|| Críticas | Seminci 2024 | ★★★★★
Misericordia
Alain Guiraudie
Por una observación frontal
Rubén Téllez Brotons
ficha técnica:
Francia, 2024. Título original: Miséricorde. Duración: 102 min. Dirección: Alain Guiraudie . Guion: Alain Guiraudie. Música: Marc Verdaguer. Fotografía: Claire Mathon. Compañías: Coproducción Francia-España-Portugal; CG Cinéma, Scala Productions, arte France Cinéma, Andergraun Films, Rosa Filmes. Reparto: Félix Kysyl, Catherine Frot.
Francia, 2024. Título original: Miséricorde. Duración: 102 min. Dirección: Alain Guiraudie . Guion: Alain Guiraudie. Música: Marc Verdaguer. Fotografía: Claire Mathon. Compañías: Coproducción Francia-España-Portugal; CG Cinéma, Scala Productions, arte France Cinéma, Andergraun Films, Rosa Filmes. Reparto: Félix Kysyl, Catherine Frot.
Misericordia se mueve dentro de los parámetros habituales de la obra de su director. Los entornos naturales vuelven aquí a ser el escenario en el que sus criaturas pueden quitarse las máscaras y abandonar la interpretación constante que es su vida, el coche se convierte de nuevo en la traslación física más precisa de todo aquello que su dueño oculta, y la fluctuación del deseo entre el ámbito público y el privado mueve los cimientos sobre los que los protagonistas han levantado su —frágil— estructura vital. La película se abre con una concatenación de planos de una carretera. El énfasis que Guiraudie pone en ellos sugiere la importancia que estos espacios de tránsito van a tener en un relato que, de hecho, está hilvanado con historias que se quedan a medio camino de su destino o que no llegan a desembocar en la meta que tenían marcada. Cada personaje se ve obligado a lo largo del metraje a asumir la imposibilidad de ver cómo las ansias que marcan su día a día no van a cristalizar en la realidad de la forma que ellos desean. Una red de pasiones que agonizan en una telaraña de frustraciones une así a los pocos habitantes del pueblo al que Jérémie (brutal Félix Kysyl) regresa tras años de ausencia para acudir al funeral del hombre que le enseñó su oficio.
La película bien puede verse como una gran frustración que rompe todo cuanto orbita a su alrededor, pero también como una enorme cristalera construida con diversos y fracturados fragmentos narrativos que aprietan entre las costuras de sus relatos sin final unos impulsos y deseos vitales insatisfechos, por irrealizados. El espectador se encuentra ante una paradoja cuando se enfrenta a Misericordia, debido a las dificultades que se le plantean cuando intenta definirla, encorsetarla en una definición estanca, afirmar con rotundidad si es un relato de núcleo negativo que destruye los elementos tangenciales que intentan florecer cerca o si es un mosaico de ausencias convertidas en imposibilidades.

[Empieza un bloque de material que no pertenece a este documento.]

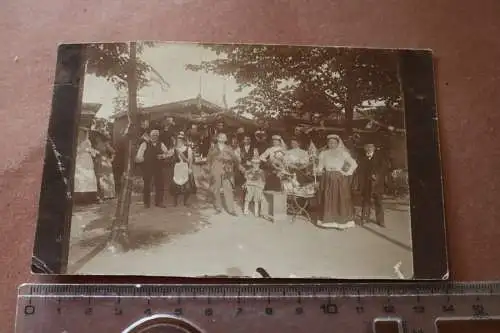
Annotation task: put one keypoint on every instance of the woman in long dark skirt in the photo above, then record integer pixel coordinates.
(337, 166)
(183, 182)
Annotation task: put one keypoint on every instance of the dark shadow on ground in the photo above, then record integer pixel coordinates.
(148, 227)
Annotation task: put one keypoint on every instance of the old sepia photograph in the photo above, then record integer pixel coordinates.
(229, 160)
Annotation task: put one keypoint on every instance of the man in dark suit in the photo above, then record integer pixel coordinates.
(372, 169)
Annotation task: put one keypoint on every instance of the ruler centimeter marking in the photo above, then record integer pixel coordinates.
(356, 308)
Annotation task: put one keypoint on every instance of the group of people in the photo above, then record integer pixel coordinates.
(250, 164)
(246, 164)
(94, 172)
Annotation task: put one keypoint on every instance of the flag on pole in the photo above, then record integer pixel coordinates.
(224, 101)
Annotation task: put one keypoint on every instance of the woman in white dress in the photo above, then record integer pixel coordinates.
(274, 159)
(183, 182)
(336, 165)
(85, 179)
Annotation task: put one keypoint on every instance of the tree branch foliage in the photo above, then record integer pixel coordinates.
(283, 79)
(110, 61)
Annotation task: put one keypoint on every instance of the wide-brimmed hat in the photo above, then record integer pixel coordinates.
(255, 160)
(332, 136)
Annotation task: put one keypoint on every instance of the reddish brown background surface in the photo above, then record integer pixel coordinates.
(464, 35)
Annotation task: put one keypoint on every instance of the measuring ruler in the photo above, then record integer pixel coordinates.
(258, 307)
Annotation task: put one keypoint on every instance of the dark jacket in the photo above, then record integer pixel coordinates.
(246, 156)
(371, 173)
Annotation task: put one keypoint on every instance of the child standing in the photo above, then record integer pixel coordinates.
(255, 182)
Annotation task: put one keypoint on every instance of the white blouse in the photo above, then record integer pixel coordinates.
(337, 160)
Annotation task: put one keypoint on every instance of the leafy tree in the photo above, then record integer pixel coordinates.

De todos modos, la catalogación de sus imágenes es, ya se ha dicho, lo de menos. Lo importante es que su estructura lánguida, cimentada por todos y cada uno de los desvíos argumentales y personajes secundarios que permiten que la gran frustración del protagonista tome cuerpo y se proyecte hacia el exterior, está marcada por el dolor que surge cuando los deseos y las expectativas se disuelven en el caldo caliente de un mundo hostil. Todos los elementos de la película están atravesados por una sensación de aislamiento que no tarda en devenir ensimismamiento, egoísmo. El protagonista recorre a pie todos los días el bosque, la carretera, las calles mojadas sin llegar a entender qué espera de esos lugares, del pueblo y sus alrededores, por qué sigue ahí cuando lo único que le ofrecen sus habitantes son hostilidades y problemas, qué agujero interno espera llenar transitando un entorno fantasmal en el que no puede disfrutar de nada, ni tener un momento de calma, y del que, sin embargo, no es capaz de marcharse.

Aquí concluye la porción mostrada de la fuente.